As restrições seguem os requisitos pré-estabelecidos nos Certificados Sanitários Internacionais (CSI) e afetam importantes mercados importadores de carne de aves do Brasil, incluindo China e Arábia Saudita.
No âmbito nacional, as exportações estão temporariamente bloqueadas para a Argentina e a União Europeia, mercados de menor impacto na balança comercial avícola brasileira. As restrições abrangem carnes de aves e outros produtos derivados.
No Rio Grande do Sul, onde o foco foi registrado, a suspensão é mais abrangente, afetando exportações para vários países, como África do Sul, Albânia, Arábia Saudita, Bolívia, Cazaquistão, Chile, China, Cuba, Egito, Filipinas, Geórgia, Hong Kong, Índia, Jordânia, Kosovo, Macedônia, México, Mianmar, Montenegro, Paraguai, Peru, Polinésia Francesa, Reino Unido, República Dominicana, Sri Lanka, Tailândia, Taiwan, Ucrânia, União Econômica Euroasiática, Uruguai, Vanuatu e Vietnã.
Além disso, há restrições específicas para a região em um raio de 50 quilômetros da propriedade afetada, incluindo países como Japão, Coreia do Sul e Canadá. Os CSI para produtos com data de produção até 8 de julho, data de notificação da suspeita, poderão ser emitidos para esses destinos.
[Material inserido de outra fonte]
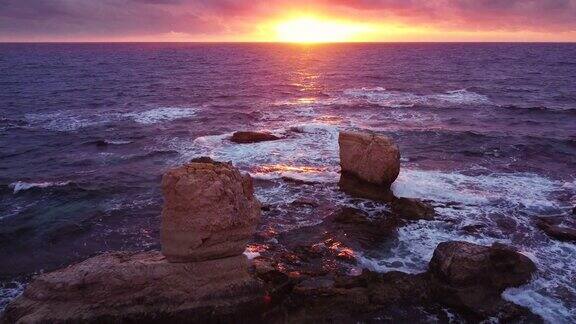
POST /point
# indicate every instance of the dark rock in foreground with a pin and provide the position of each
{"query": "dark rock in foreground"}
(472, 277)
(412, 209)
(139, 287)
(252, 137)
(465, 277)
(210, 211)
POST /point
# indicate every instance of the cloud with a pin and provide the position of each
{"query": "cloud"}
(138, 18)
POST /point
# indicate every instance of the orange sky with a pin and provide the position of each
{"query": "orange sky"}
(282, 20)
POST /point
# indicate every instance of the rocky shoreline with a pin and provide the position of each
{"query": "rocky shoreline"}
(308, 274)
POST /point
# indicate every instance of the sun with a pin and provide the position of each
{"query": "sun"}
(317, 30)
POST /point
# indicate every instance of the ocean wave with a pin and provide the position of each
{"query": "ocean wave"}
(162, 114)
(106, 142)
(23, 186)
(398, 99)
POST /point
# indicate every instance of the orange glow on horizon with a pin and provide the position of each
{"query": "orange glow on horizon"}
(312, 29)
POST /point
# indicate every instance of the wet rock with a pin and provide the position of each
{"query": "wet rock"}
(370, 157)
(252, 137)
(343, 232)
(209, 212)
(473, 228)
(139, 287)
(412, 209)
(553, 226)
(355, 187)
(472, 277)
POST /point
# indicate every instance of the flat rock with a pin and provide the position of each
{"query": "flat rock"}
(371, 157)
(472, 277)
(252, 137)
(210, 211)
(139, 288)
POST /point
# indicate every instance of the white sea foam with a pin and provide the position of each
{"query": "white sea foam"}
(309, 153)
(23, 186)
(162, 114)
(528, 190)
(398, 99)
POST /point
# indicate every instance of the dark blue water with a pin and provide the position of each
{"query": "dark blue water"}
(86, 132)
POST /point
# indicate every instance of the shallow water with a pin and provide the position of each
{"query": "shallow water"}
(487, 132)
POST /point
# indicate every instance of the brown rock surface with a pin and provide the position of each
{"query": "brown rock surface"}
(370, 157)
(209, 212)
(252, 137)
(472, 277)
(138, 287)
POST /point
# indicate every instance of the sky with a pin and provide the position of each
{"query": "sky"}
(287, 20)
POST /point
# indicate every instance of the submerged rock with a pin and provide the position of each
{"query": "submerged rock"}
(472, 277)
(370, 157)
(553, 226)
(355, 187)
(201, 274)
(209, 212)
(139, 287)
(252, 137)
(412, 209)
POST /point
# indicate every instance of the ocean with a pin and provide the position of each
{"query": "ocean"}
(487, 133)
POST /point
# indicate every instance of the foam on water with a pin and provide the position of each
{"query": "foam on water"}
(398, 99)
(527, 190)
(161, 114)
(306, 152)
(23, 186)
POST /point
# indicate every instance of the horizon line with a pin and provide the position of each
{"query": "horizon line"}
(287, 43)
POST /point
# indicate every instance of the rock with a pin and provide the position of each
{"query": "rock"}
(355, 187)
(210, 211)
(472, 277)
(412, 209)
(370, 157)
(139, 287)
(344, 232)
(554, 228)
(252, 137)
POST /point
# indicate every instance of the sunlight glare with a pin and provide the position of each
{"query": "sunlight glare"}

Argentina, África do Sul e Chile ainda aceitam exportações de alguns produtos submetidos a tratamento térmico.
As informações sobre as restrições nas exportações foram comunicadas aos servidores da defesa agropecuária brasileira através de um ofício circular assinado por Juliana Satie Becker de Carvalho Chino, diretora do Departamento de Inspeção de Produtos de Origem Animal (Dipoa), e Paola Frassinetti Nunes Machado de Oliveira, diretora-substituta do Departamento de Saúde Animal.
No ofício, o Ministério orienta os procedimentos de inspeção ante e post mortem, destacando a necessidade de reforço na análise dos dados do boletim sanitário, especialmente no que se refere à mortalidade de aves a campo. As diretoras também enfatizaram a importância de verificar sinais clínicos da doença de Newcastle nos animais abatidos nos frigoríficos.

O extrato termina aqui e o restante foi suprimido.